I did post it on the ID Forum, naturally. However the folks there recommended that I post it here since I wasn't getting any responses over there. One person did offer a guess as some type of Senecio.

Calgary, AB(Zone 3b)

Oh, sorry. I missed that one!

EDIT: It appears the DBG is set up to answer ID queries, if you send the photo and the garden section it was in:
http://www.botanicgardens.org/content/living-collections

There is also an on-line search of their living collection... but the ease of using that relies on having some sense of what it is already.

This message was edited Jul 8, 2009 9:19 AM

Calgary, AB(Zone 3b)

Jonna, it has been ID'd by the Denver Botanic Garden as Hieracium lanatum, in the ID forum.

PS. I do love the furry leaves on H. villosum!

Denver, CO(Zone 5b)

Yes, sorry Jonna. I had forgotten I had multiple threads regarding this plant. Thanks for that link for the DBG altagardener.

Büllingen, Belgium(Zone 6b)

I love Hieracium. I have H. aurantiaca, H. pilosella, H. intybacum and H. bauhinii. Although they all have a bit furry leaves, the H. villosum is a real beauty. I will try to get seeds of that one.

Calgary, AB(Zone 3b)

Jonna, I can send you seeds of H. villosum.

Büllingen, Belgium(Zone 6b)

Altagardener, you will make me very happy with those seeds. Please have a look at my have list to see if you can find something interesting for you. If you can't find something, have a look later, I'll be adding seeds every week.
Jonna

Denver, CO(Zone 5b)

I was at the Denver Botanic Gardens today and I found another Hieracium species you guys might find interesting. The ID stated on the sign is Hieracium tardans, Asteraceae, Switzerland. However, I am not so sure that it is a valid species. It is listed on ZipcodeZoo but isn't recognized by USDA's GRIN.

I took a couple of photos which are not good at all but I think you will get a general idea of how they look. The leaves form an attractive mat.

Thumbnail by plutodrive
Denver, CO(Zone 5b)

Here is the other photo. I was tempted to collect seeds but didn't.

Thumbnail by plutodrive
Büllingen, Belgium(Zone 6b)

That's also a beautiful one. Why didn't you collect the seeds?

Denver, CO(Zone 5b)

Hi Jonna, I saw that at the botanic garden and wasn't sure if it was proper etiquette to pick seeds from their plants.

Saint Bonifacius, MN(Zone 4a)

GRIN is not a complete botanical listing, nor does it claim to be. It is mainly agricultural plants, so I would never expect Hieracium to be included.

Gathering seed from botanical gardens is most likely forbidden without special permission. That said, some places might simply say "go ahead". Others may want you to give them a list of everything you harvest. It just depends on the individual gardens.
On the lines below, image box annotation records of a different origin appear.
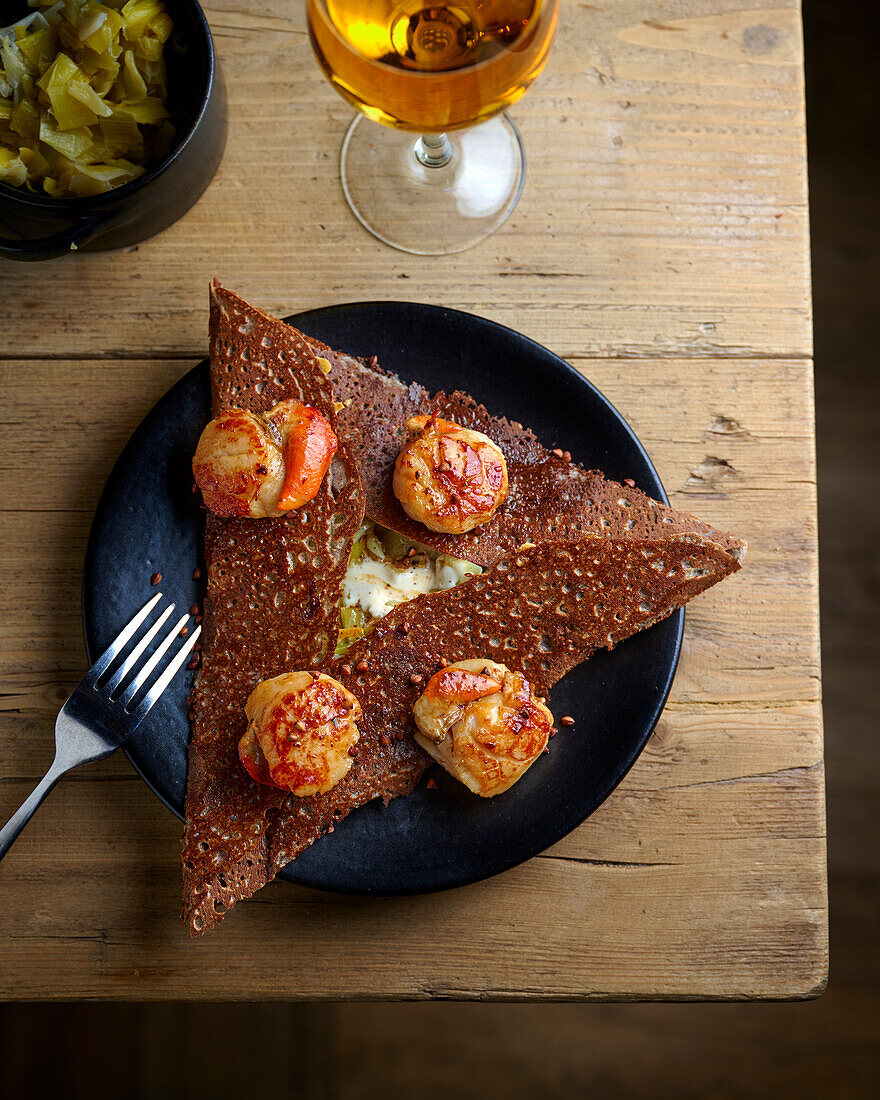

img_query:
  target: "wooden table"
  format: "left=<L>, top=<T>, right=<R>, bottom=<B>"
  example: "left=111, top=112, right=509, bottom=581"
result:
left=0, top=0, right=827, bottom=1000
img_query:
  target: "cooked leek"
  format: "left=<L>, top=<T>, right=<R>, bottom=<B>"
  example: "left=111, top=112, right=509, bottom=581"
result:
left=0, top=0, right=175, bottom=198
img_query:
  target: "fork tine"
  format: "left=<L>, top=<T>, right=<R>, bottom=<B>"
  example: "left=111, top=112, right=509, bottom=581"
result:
left=105, top=604, right=174, bottom=695
left=119, top=615, right=189, bottom=707
left=85, top=592, right=162, bottom=683
left=132, top=626, right=201, bottom=725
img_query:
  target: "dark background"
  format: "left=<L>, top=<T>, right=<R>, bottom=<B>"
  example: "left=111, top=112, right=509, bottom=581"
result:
left=0, top=0, right=880, bottom=1100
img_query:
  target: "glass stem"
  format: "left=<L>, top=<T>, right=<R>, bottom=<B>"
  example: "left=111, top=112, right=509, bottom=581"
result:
left=416, top=134, right=452, bottom=168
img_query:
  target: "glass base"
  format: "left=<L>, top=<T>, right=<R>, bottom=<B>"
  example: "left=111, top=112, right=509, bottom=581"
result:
left=341, top=114, right=526, bottom=256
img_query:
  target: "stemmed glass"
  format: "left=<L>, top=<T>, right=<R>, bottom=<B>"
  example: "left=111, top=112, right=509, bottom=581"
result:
left=308, top=0, right=559, bottom=255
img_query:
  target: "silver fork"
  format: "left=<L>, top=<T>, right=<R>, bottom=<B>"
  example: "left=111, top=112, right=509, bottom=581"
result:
left=0, top=592, right=201, bottom=859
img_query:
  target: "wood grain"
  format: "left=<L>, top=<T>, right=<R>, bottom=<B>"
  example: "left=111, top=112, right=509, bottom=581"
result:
left=0, top=360, right=826, bottom=1000
left=0, top=0, right=827, bottom=1000
left=0, top=0, right=811, bottom=358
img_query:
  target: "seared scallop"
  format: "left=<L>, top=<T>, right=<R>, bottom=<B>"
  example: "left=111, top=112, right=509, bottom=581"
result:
left=413, top=660, right=553, bottom=799
left=393, top=416, right=508, bottom=535
left=239, top=672, right=361, bottom=795
left=193, top=400, right=338, bottom=519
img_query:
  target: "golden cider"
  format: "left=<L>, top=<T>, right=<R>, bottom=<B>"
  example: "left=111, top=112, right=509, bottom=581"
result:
left=308, top=0, right=558, bottom=133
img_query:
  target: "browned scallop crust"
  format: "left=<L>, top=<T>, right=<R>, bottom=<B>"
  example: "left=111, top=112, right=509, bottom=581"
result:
left=306, top=338, right=745, bottom=565
left=195, top=528, right=739, bottom=932
left=183, top=284, right=367, bottom=933
left=333, top=536, right=740, bottom=748
left=183, top=284, right=743, bottom=935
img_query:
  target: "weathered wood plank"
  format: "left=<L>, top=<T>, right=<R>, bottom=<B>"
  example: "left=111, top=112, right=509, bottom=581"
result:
left=0, top=0, right=827, bottom=1000
left=0, top=0, right=811, bottom=358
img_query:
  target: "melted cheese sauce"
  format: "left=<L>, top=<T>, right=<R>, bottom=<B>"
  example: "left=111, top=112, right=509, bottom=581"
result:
left=342, top=525, right=482, bottom=618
The DBG does harvest a lot of seed from their rock gardens, and distributes them via several rock garden societies and other botanical gardens, etc. throughout the world.

This message was edited Jul 23, 2009 2:31 AM

Denver, CO(Zone 5b)

What references do you use for identification purposes? There are a number of Hieracium species listed in GRIN but not as many listed in USDA's NRCS. http://plants.usda.gov/java/nameSearch?keywordquery=Hieracium+&mode=sciname&submit.x=0&submit.y=0 Would you consider that to be a complete botanical listing?
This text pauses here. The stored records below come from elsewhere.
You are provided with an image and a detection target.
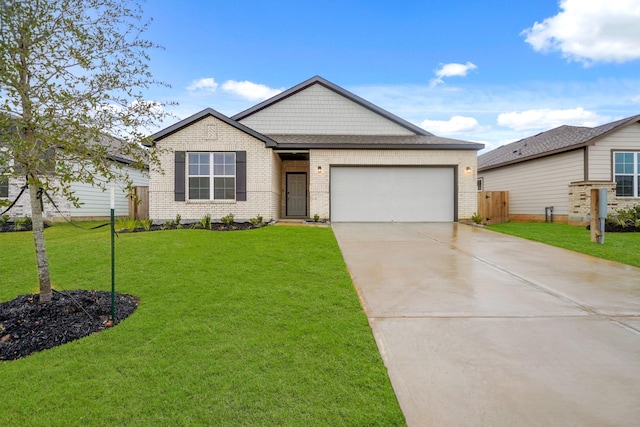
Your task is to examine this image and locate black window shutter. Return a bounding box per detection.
[173,151,185,202]
[236,151,247,202]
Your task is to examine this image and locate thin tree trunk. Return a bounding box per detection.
[29,183,51,304]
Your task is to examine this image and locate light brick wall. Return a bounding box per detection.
[149,117,280,223]
[241,84,415,135]
[309,150,478,220]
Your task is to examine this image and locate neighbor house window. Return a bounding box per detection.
[0,178,9,198]
[613,152,640,197]
[187,152,236,200]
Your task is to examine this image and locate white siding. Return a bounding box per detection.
[240,84,415,135]
[589,123,640,181]
[478,150,584,215]
[70,167,149,217]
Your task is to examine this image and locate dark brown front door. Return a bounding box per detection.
[287,172,307,216]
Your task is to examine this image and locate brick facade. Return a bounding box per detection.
[149,117,281,223]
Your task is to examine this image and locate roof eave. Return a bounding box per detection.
[478,141,589,172]
[278,142,484,151]
[150,108,278,148]
[231,76,433,136]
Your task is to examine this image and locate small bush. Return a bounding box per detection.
[607,205,640,228]
[249,215,264,227]
[200,214,211,230]
[140,219,153,231]
[220,213,235,226]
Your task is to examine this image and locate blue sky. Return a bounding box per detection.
[143,0,640,154]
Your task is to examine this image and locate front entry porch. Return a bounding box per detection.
[278,152,310,219]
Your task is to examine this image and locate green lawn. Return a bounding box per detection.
[487,222,640,266]
[0,224,405,426]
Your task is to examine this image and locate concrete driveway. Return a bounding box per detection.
[332,223,640,426]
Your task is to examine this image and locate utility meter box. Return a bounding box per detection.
[598,188,609,219]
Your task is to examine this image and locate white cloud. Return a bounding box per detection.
[187,77,218,93]
[521,0,640,64]
[222,80,282,101]
[420,116,480,135]
[498,107,613,131]
[430,61,478,87]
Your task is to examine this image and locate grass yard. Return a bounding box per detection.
[0,224,405,426]
[487,222,640,266]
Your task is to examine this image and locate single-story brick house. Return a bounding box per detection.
[478,115,640,225]
[149,76,483,222]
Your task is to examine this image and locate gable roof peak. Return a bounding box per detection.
[231,75,433,136]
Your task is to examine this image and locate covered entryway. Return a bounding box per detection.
[330,166,457,222]
[287,172,307,216]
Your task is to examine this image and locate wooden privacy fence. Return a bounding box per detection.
[129,187,149,219]
[478,191,509,224]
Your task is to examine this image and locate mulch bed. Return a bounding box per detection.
[0,221,49,233]
[0,290,139,360]
[116,222,264,233]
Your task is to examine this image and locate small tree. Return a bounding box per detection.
[0,0,171,302]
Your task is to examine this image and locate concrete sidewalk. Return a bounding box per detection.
[333,223,640,426]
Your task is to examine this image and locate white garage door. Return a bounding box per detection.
[331,166,455,222]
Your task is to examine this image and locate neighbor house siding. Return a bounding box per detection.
[478,150,584,217]
[240,84,415,135]
[588,123,640,181]
[309,149,477,219]
[69,166,149,218]
[149,117,279,222]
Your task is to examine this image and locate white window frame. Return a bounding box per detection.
[185,151,238,201]
[612,150,640,199]
[0,175,9,199]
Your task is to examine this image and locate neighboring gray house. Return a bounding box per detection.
[0,142,149,221]
[149,77,483,222]
[478,115,640,225]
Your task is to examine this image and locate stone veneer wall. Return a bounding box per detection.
[568,181,624,225]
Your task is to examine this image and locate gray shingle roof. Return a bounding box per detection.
[269,135,484,150]
[478,115,640,171]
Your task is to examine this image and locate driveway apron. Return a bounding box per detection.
[332,223,640,426]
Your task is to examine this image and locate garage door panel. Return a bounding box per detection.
[331,167,455,222]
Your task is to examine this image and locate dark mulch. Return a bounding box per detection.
[0,290,139,360]
[117,222,264,233]
[0,221,49,233]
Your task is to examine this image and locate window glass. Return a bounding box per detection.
[616,175,633,197]
[189,153,210,176]
[615,153,634,174]
[213,178,236,200]
[188,152,236,200]
[189,177,210,200]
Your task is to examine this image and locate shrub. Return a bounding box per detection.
[220,213,235,226]
[249,215,263,227]
[200,214,211,230]
[607,205,640,228]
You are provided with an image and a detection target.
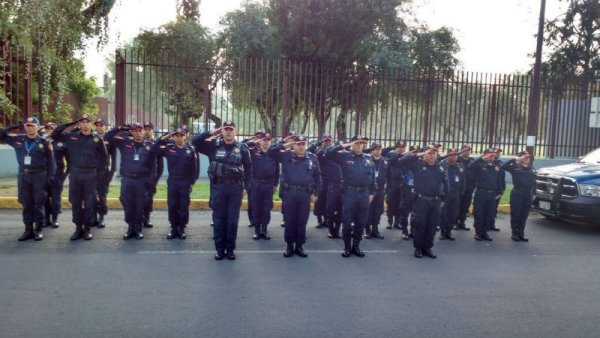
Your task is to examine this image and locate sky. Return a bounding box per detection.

Saint Bonifacius, MN(Zone 4a)

I always assumed (correct me if I am wrong) that the USDA data base was only for what grows in the US natively or as an alien, since mapping is only for the US.

Frankly, I don't think any one site can be completely complete. Names are constantly changing, and there are always debates as to the validity of certain latin names and whether they warrant species/subspecies/variety/etc. status. I guess my favorite is zipcode zoo for that, since it is quite user friendly, and includes many footnotes in the chronology of naming the particular plant.
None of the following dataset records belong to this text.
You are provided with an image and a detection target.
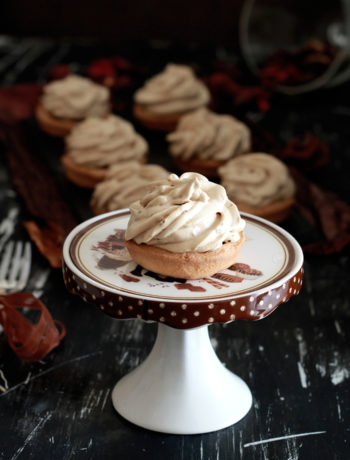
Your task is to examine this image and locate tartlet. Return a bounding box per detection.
[167,107,251,177]
[35,75,110,137]
[219,153,296,223]
[90,161,169,215]
[125,173,245,279]
[61,115,148,188]
[133,64,210,131]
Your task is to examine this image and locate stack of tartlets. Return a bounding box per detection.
[219,153,296,222]
[61,115,148,188]
[133,64,210,131]
[90,161,169,215]
[167,108,251,177]
[35,75,110,137]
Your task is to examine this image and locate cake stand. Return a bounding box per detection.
[63,209,303,434]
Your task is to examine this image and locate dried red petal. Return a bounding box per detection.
[0,292,66,361]
[278,132,330,169]
[87,59,117,79]
[291,169,350,254]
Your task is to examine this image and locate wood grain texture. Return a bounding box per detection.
[0,38,350,460]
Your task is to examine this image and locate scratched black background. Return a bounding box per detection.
[0,40,350,460]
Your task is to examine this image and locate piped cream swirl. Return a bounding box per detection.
[134,64,210,114]
[167,107,251,161]
[219,153,295,206]
[91,161,169,213]
[41,75,110,120]
[65,115,148,168]
[125,173,245,253]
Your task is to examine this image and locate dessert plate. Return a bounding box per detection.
[63,209,303,434]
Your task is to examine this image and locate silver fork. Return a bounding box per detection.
[0,241,32,294]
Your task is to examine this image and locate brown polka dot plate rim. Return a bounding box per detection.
[63,209,303,329]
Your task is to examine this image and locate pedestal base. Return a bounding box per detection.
[112,324,252,434]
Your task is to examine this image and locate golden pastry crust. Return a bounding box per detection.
[173,157,225,177]
[236,198,295,223]
[133,104,188,132]
[61,154,107,188]
[35,104,77,137]
[125,232,245,280]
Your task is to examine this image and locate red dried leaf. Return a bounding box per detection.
[291,169,350,254]
[0,292,66,361]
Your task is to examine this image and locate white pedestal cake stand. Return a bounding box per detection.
[63,210,303,434]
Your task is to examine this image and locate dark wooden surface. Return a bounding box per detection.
[0,36,350,460]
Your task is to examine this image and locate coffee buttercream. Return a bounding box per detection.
[41,75,110,120]
[125,173,245,253]
[66,115,148,168]
[91,161,169,213]
[167,107,251,161]
[134,64,210,115]
[219,153,295,207]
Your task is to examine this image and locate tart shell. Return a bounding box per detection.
[125,232,245,280]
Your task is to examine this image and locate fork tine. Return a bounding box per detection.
[9,241,23,283]
[0,241,14,280]
[18,241,32,289]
For identification, boy, I use many sources, and sometimes I still get no answers. I might look and see if it is listed or can be keyed in the eflora.org sites. I have many bookmarks for genus sites (although once again none are all encompassing), like penstemon, crocus, fritillaria, Lilium, saxifraga, sedums, etc. Maybe we should start a new thread regarding this, and probably best on the ID forum?

Denver, CO(Zone 5b)

Thank you Leftwood, I have been searching many sites as well.Sites for wildflowers, sedums, South African plants, certain nurseries, etc.